Between early 1966 and early 1968, Sinatra charted on Billboard’s Hot 100 with 14 titles, 10 of which reached the Top 40. Additional hits of the period included “Friday’s Child”, “Love Eyes”, “Lightning’s Girl”, and her two versions of the title song from the 1967 James Bond film You Only Live Twice. Duets with Hazlewood such as “Summer Wine”, “Jackson”, “Lady Bird”, and “Some Velvet Morning” also became signature recordings, with The Daily Telegraph later placing “Some Velvet Morning” atop its 2003 list of the Top 50 Best Duets Ever.
During these years, Sinatra acted alongside Peter Fonda in Roger Corman’s biker-gang film The Wild Angels (1966), co-starred with Elvis Presley in the musical comedy Speedway (1968), and appeared as herself in The Oscar (1966) and The Last of the Secret Agents?. She also starred in her own 1967 NBC television special, Movin’ with Nancy, directed and produced by Jack Haley Jr., who received an Emmy Award for Outstanding Directorial Achievement in Music or Variety for the broadcast.
Notable Works and Milestones
Sinatra’s signature recording, “These Boots Are Made for Walkin’”, established her as a leading pop artist of the Swingin’ Sixties and has remained an enduring radio staple.

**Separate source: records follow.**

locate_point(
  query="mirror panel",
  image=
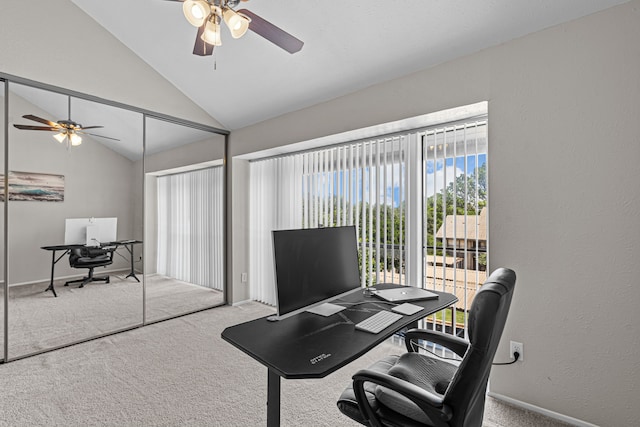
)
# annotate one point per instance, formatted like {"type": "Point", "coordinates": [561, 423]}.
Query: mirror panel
{"type": "Point", "coordinates": [2, 207]}
{"type": "Point", "coordinates": [52, 182]}
{"type": "Point", "coordinates": [184, 219]}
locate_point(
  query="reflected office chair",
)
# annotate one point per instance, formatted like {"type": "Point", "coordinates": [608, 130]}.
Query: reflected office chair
{"type": "Point", "coordinates": [419, 390]}
{"type": "Point", "coordinates": [90, 258]}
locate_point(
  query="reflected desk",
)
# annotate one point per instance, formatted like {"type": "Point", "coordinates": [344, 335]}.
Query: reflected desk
{"type": "Point", "coordinates": [66, 249]}
{"type": "Point", "coordinates": [311, 346]}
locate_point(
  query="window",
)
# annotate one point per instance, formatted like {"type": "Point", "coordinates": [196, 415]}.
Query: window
{"type": "Point", "coordinates": [418, 200]}
{"type": "Point", "coordinates": [455, 215]}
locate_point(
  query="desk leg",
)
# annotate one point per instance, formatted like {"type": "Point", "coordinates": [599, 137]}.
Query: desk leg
{"type": "Point", "coordinates": [273, 399]}
{"type": "Point", "coordinates": [53, 266]}
{"type": "Point", "coordinates": [132, 273]}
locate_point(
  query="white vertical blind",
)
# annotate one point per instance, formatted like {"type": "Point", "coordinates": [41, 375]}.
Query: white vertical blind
{"type": "Point", "coordinates": [359, 184]}
{"type": "Point", "coordinates": [191, 227]}
{"type": "Point", "coordinates": [276, 203]}
{"type": "Point", "coordinates": [455, 223]}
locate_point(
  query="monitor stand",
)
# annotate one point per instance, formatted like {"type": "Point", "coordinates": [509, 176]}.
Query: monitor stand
{"type": "Point", "coordinates": [326, 309]}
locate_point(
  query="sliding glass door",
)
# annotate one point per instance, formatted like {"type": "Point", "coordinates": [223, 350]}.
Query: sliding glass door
{"type": "Point", "coordinates": [184, 219]}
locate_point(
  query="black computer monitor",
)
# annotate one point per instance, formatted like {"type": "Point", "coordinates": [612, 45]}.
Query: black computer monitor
{"type": "Point", "coordinates": [314, 266]}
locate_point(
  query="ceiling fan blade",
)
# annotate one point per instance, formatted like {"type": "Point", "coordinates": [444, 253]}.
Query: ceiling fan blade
{"type": "Point", "coordinates": [201, 48]}
{"type": "Point", "coordinates": [272, 33]}
{"type": "Point", "coordinates": [93, 134]}
{"type": "Point", "coordinates": [29, 127]}
{"type": "Point", "coordinates": [41, 120]}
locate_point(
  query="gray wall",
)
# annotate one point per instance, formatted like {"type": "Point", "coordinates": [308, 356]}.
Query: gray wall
{"type": "Point", "coordinates": [563, 107]}
{"type": "Point", "coordinates": [563, 162]}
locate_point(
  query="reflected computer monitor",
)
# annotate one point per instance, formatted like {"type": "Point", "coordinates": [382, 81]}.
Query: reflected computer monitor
{"type": "Point", "coordinates": [90, 231]}
{"type": "Point", "coordinates": [313, 267]}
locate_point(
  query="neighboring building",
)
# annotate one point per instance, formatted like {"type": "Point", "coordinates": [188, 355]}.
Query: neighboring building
{"type": "Point", "coordinates": [462, 236]}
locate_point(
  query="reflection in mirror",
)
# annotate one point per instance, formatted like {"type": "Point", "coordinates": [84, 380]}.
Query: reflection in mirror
{"type": "Point", "coordinates": [184, 219]}
{"type": "Point", "coordinates": [2, 207]}
{"type": "Point", "coordinates": [71, 158]}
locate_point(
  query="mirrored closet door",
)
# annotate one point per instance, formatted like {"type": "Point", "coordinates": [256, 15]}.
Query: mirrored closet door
{"type": "Point", "coordinates": [3, 283]}
{"type": "Point", "coordinates": [75, 173]}
{"type": "Point", "coordinates": [184, 219]}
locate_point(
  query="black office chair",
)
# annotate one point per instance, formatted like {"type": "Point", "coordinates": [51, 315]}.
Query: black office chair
{"type": "Point", "coordinates": [90, 258]}
{"type": "Point", "coordinates": [419, 390]}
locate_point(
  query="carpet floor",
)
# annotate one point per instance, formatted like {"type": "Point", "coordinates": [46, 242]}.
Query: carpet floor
{"type": "Point", "coordinates": [181, 373]}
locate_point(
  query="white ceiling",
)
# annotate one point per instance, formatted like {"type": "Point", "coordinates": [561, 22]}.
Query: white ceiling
{"type": "Point", "coordinates": [349, 45]}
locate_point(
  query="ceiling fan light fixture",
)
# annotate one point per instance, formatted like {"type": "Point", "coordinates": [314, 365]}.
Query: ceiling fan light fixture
{"type": "Point", "coordinates": [196, 11]}
{"type": "Point", "coordinates": [75, 139]}
{"type": "Point", "coordinates": [238, 23]}
{"type": "Point", "coordinates": [60, 137]}
{"type": "Point", "coordinates": [211, 33]}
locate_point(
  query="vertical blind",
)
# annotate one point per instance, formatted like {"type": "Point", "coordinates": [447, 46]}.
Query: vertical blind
{"type": "Point", "coordinates": [366, 183]}
{"type": "Point", "coordinates": [191, 227]}
{"type": "Point", "coordinates": [455, 215]}
{"type": "Point", "coordinates": [361, 183]}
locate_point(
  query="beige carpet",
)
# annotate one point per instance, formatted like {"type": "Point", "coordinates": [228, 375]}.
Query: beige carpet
{"type": "Point", "coordinates": [179, 373]}
{"type": "Point", "coordinates": [38, 320]}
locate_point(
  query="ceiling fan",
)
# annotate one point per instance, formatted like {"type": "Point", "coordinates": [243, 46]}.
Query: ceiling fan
{"type": "Point", "coordinates": [67, 129]}
{"type": "Point", "coordinates": [207, 15]}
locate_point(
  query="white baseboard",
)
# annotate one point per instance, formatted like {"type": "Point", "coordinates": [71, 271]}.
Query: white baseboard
{"type": "Point", "coordinates": [546, 412]}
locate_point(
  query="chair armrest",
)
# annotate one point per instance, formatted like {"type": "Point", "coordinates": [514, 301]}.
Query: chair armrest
{"type": "Point", "coordinates": [432, 405]}
{"type": "Point", "coordinates": [453, 343]}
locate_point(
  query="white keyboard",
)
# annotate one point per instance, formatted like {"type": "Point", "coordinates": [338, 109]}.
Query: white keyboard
{"type": "Point", "coordinates": [378, 322]}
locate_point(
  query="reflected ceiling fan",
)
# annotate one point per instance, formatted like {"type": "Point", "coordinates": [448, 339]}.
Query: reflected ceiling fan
{"type": "Point", "coordinates": [67, 129]}
{"type": "Point", "coordinates": [208, 15]}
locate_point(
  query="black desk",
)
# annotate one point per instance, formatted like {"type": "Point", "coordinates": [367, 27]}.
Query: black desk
{"type": "Point", "coordinates": [311, 346]}
{"type": "Point", "coordinates": [127, 244]}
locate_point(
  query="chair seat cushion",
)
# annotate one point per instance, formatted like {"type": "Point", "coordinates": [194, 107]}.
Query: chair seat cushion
{"type": "Point", "coordinates": [347, 402]}
{"type": "Point", "coordinates": [92, 261]}
{"type": "Point", "coordinates": [429, 373]}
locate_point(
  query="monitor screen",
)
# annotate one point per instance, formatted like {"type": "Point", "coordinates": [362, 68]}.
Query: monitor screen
{"type": "Point", "coordinates": [90, 231]}
{"type": "Point", "coordinates": [314, 266]}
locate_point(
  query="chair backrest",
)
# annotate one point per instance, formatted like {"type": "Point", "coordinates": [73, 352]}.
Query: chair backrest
{"type": "Point", "coordinates": [487, 316]}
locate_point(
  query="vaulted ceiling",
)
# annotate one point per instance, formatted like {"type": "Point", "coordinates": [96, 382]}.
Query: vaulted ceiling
{"type": "Point", "coordinates": [349, 45]}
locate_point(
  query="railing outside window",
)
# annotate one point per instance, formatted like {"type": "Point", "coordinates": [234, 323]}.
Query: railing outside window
{"type": "Point", "coordinates": [418, 200]}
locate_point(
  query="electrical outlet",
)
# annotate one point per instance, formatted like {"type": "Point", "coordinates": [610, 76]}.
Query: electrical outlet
{"type": "Point", "coordinates": [516, 347]}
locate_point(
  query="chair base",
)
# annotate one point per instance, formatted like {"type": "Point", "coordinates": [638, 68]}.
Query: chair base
{"type": "Point", "coordinates": [88, 279]}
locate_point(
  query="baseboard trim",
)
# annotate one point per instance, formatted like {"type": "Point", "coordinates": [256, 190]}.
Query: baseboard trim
{"type": "Point", "coordinates": [542, 411]}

Her 1966 and 1967 collaborations with Hazlewood, the 1967 father-daughter duet “Somethin’ Stupid”, and her James Bond theme for You Only Live Twice together form the cornerstone of a catalogue that has been sampled, covered, and reissued for decades.
Nancy Sinatra Award Nominations
Throughout her career, Nancy Sinatra has received multiple Grammy Award nominations recognizing both her solo work and her collaborations. “These Boots Are Made for Walkin’” earned three nominations at the 9th Annual Grammy Awards, including two for Sinatra, while her 1967 duet with her father, “Somethin’ Stupid”, received a Grammy nomination for Record of the Year at the 10th Annual Grammy Awards.
Nancy Sinatra Awards Won
Sinatra’s career has been honored with permanent walk-of-fame tributes on both coasts. She received a Golden Palm Star on the Palm Springs Walk of Stars in 2002 and was awarded a star on the Hollywood Walk of Fame on 11 May 2006, marking her lasting contribution to American popular music and entertainment.
| Award | Wins | Year |
|---|---|---|
| Hollywood Walk of Fame Star | 1 | 2006 |
| Palm Springs Walk of Stars Golden Palm Star | 1 | 2002 |
Nancy Sinatra Family
Nancy Sinatra is the elder daughter of singer and actor Frank Sinatra and his first wife, Nancy Barbato. She has a younger brother, Frank Sinatra Jr., and a younger sister, Tina Sinatra. Her paternal grandparents were Antonino Martino Sinatra and Natalina Garaventa, both of Italian heritage.
Personal Life
Sinatra married singer Tommy Sands in 1960, with the marriage ending in divorce in 1965. She later married Hugh Lambert in 1970; Lambert died in 1985, leaving Sinatra a widow. She and Lambert had two children, including a daughter known as AJ, and both she and her sister were named in a $1 million trust fund established by their father in 1983.
Between her marriages, Sinatra was engaged to producer Jack Haley Jr., and she has been linked over the years to figures including Michael Caine and producer Phil Spector. She has also lived with architect David Clinton, who designed and built both of her homes in Beverly Hills, California, where she continues to make her residence.